I love that moment when a great movie quickens something inside you and gets you (at least internally) shouting while shaking your fist.
That happened for me while watching Sully with a friend last night.
There was this moment where Sully’s wife and daughters were surrounded by a 24/7 Zombie Apocalypse of news trucks and greedy reporters hungry for any snippet of gossip on their lives, which, incidentally, have nothing whatsoever to do with the landing of a commercial airline on to the Hudson River in New York City. It doesn’t.
Who cares what breakfast cereal Sully (the suddenly famous pilot) eats? It’s balderdash.
But rant aside (and I love a good rant), this family faced a situation where anything could have happened. Smooth, harmonious lives and then sudden disruption on a Zombie Apocalypse scale erupts.

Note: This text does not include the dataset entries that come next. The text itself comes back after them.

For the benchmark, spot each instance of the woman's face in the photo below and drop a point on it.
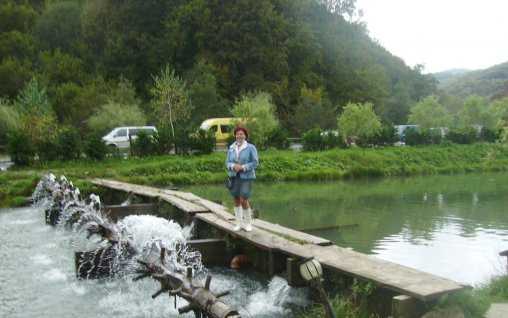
(240, 136)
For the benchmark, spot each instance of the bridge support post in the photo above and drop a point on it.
(404, 306)
(294, 277)
(213, 251)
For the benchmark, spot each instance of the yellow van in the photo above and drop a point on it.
(222, 127)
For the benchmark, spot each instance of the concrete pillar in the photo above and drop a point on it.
(404, 306)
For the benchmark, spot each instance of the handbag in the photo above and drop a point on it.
(229, 183)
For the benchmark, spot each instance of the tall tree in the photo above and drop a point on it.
(170, 102)
(429, 113)
(358, 123)
(257, 111)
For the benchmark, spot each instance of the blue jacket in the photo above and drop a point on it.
(248, 159)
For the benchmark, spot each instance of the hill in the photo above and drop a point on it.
(490, 83)
(291, 49)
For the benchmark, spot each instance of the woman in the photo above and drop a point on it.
(241, 162)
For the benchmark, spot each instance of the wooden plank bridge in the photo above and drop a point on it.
(279, 240)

- Life feels horribly out of control.
- Life feels grossly unfair
- Life feels like it might very well bankrupt their lifestyle and their wallets.
I nearly burst into a passionate diatribe on why this is a golden opportunity for them, wrapped in disfigured, brain-eating disguise. But at least I waited until we were in the car before I launched, excitedly shaking my fist and baring my teeth as I described what I would do if I were their PR person during this crisis.
So here it is, in a nutshell:
Instead of hiding behind drawn curtains, Sully’s wife needed to purposefully stroll out on that front lawn and deliver HER message to the world about who they are and how they feel about things.
Thankfully justice won out for this family, but it doesn’t always, especially in the court of public opinion.
This couple needed to get their message together and
deliver it clearly, concisely, and powerfully.
Hiding, avoiding, and wishing the situation away simply don’t work online. Google never forgets. It needs fresh information to replace the old stories about you.
They could have used all that energy, that media buzz and public interest to create entirely new career paths for themselves. Imagine the possibilities.